Consequently, the operating system became progressively more monolithic and minor changes more expensive to implement. Redesigns of large areas were the only way to clean the problem and to start on new bases.

The documentation of the customer operators and programmers was produced by technical writers from draft documents written in English by Bull programmers. That documentation was not always available for beta testing by Quality Assurance people. Beta testing was never officially at customer sites, although several products were introduced as "RPQ" for specific customers supported directly by Bull personnel. GCOS descriptions included flowcharts, table descriptions, and internal interfaces. Those documents were written by developers, edited by support people and distributed as microfiches to support in Field Engineering. 
Specs for duly commenting the source code were set up, but they were somewhat relaxed in the "punched card era" and the usage of English was also relaxed for French in some products developed by CII originated development teams and delivered in France. Anyway, all that technical documentation was only distributed internally and was not made available to customers. Those customers had to see the computer and its operating system as a "black box" running their application.

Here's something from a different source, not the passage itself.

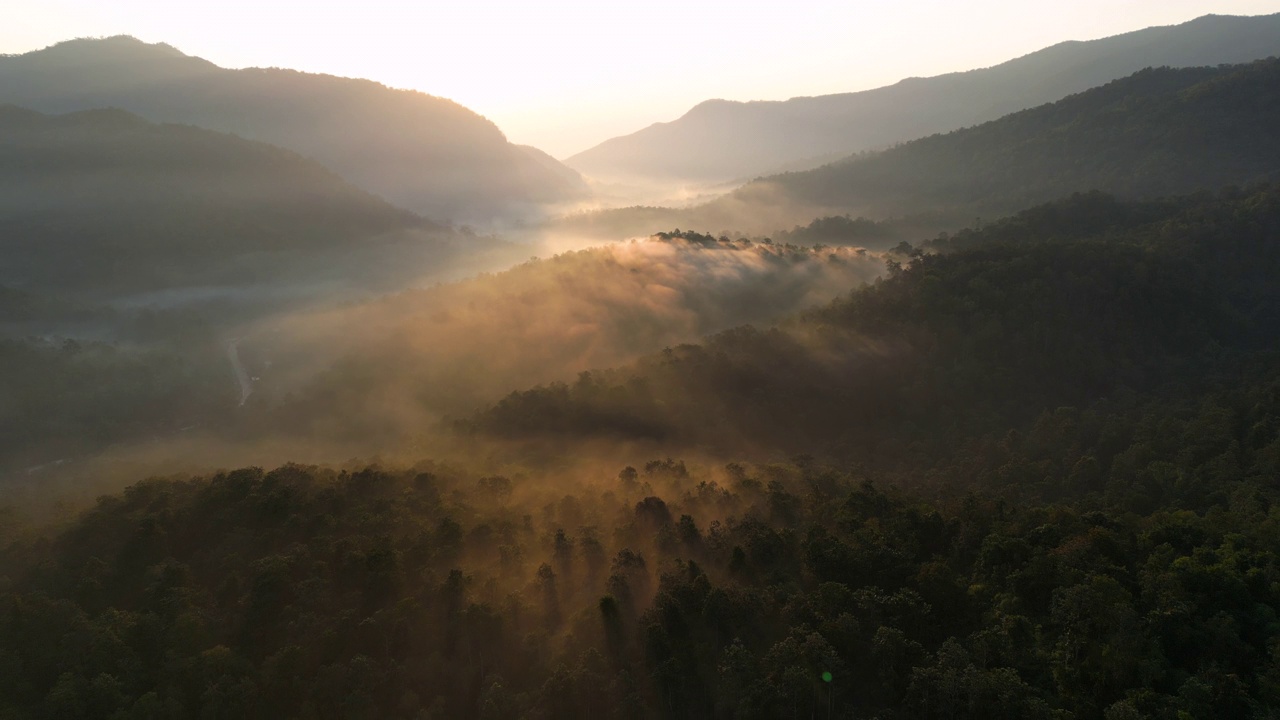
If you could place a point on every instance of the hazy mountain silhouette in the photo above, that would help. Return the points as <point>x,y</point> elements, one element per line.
<point>1156,132</point>
<point>423,153</point>
<point>723,140</point>
<point>105,199</point>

That avoids dysfunctions created by an external usage of interfaces not documented as public (in programmer's manual), it also decrease attachment of programmers to their system and led to STARs (System Technical Anomaly Reports) not documented enough and mixed with improvement request. The situation improved in the late 1980s when customers and GCOS technical support got an under-siege mentality and collaborated in CUBE users commissions to insure their job's survival.

 

NEC ACOS systems

NEC acquired a full development license of GCOS as part of an agreement with Honeywell made in the 1960s and renewed in 1972. A few NEC engineers participate to GCOS 64 project as developers and the first ACOS4 release was almost identical to GCOS64. It differed only by a support of Japanese language, while their reference documentation stayed in English. NEC continued to have access to GCOS products in the 1970s, with the exception of HDSA products.

NEC used ACOS 4 on their high performance systems, including until 1985 where it was replaced by UNIX, on their supercomputer SX systems. They supported their own data communications systems and their own line of peripheral. They implemented paging, based on a 1974 common design with CHB, on their systems starting in 1980. 

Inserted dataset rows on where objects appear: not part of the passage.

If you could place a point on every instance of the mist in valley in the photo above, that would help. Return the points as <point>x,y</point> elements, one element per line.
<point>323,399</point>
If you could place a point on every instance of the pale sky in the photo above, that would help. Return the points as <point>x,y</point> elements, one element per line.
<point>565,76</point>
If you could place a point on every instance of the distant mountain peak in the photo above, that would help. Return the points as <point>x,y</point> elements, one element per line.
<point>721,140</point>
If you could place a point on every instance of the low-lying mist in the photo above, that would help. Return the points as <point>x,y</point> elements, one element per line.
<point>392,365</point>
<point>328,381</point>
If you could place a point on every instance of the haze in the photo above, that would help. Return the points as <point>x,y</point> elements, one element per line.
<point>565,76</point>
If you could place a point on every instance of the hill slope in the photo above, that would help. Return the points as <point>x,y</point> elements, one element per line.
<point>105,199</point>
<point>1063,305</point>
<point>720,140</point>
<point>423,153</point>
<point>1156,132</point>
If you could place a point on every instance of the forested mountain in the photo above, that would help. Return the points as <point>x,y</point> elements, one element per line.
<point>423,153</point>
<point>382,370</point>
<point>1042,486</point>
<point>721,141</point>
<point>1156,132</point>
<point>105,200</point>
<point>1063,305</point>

NEC chose to design its interactive operation in a way inspired from IBM MVS. Networking adopted a mainframe centric architecture similar to SNA. Interactive processing was mapped on TSO architecture. Transaction processing was inspired from IMS/VS where a queuing server distributed transactions to specific servers organized by transaction type.

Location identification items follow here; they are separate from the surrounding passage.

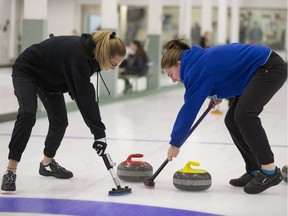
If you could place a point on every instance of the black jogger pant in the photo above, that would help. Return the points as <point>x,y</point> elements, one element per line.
<point>242,119</point>
<point>26,92</point>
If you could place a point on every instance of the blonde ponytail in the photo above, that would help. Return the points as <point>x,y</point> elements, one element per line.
<point>108,45</point>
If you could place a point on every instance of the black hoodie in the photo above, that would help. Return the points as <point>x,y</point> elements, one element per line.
<point>65,64</point>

In 1985-1986, Bull renewed the cooperation with NEC, borrowing the design of the paging mechanism from them. However, both companies pursued their way on their software, exchanging presentations and ideas on innovative areas.

Conclusion

GCOS 64 and GCOS 7 were the successive names to the same continuous design. If other software systems showed a similar history, it is the only European software that had a comparable life: from old card batch oriented applications toward powerful transaction servers.

It suffered from the complexity introduced by the layers of functions introduced with time, from limits due to the high cost of hardware at the origin, from some dogmatisms in some areas that were circumvented more than corrected. GCOS was overall designed and managed for manufacturer-designed software. It respected industry de facto interfaces (i.e. IBM) more than other Honeywell and Bull systems but it ignored for a too long time the world of open systems.

It will survive some time to the abandon of its genuine hardware designs by being hosted in a SMP Intel architecture (initially IA-32, eventually IA-64), coexisting on the same enclosure with operating systems of other servers, serving the applications now becoming obsolete or not performing enough under GCOS in an open networking environment.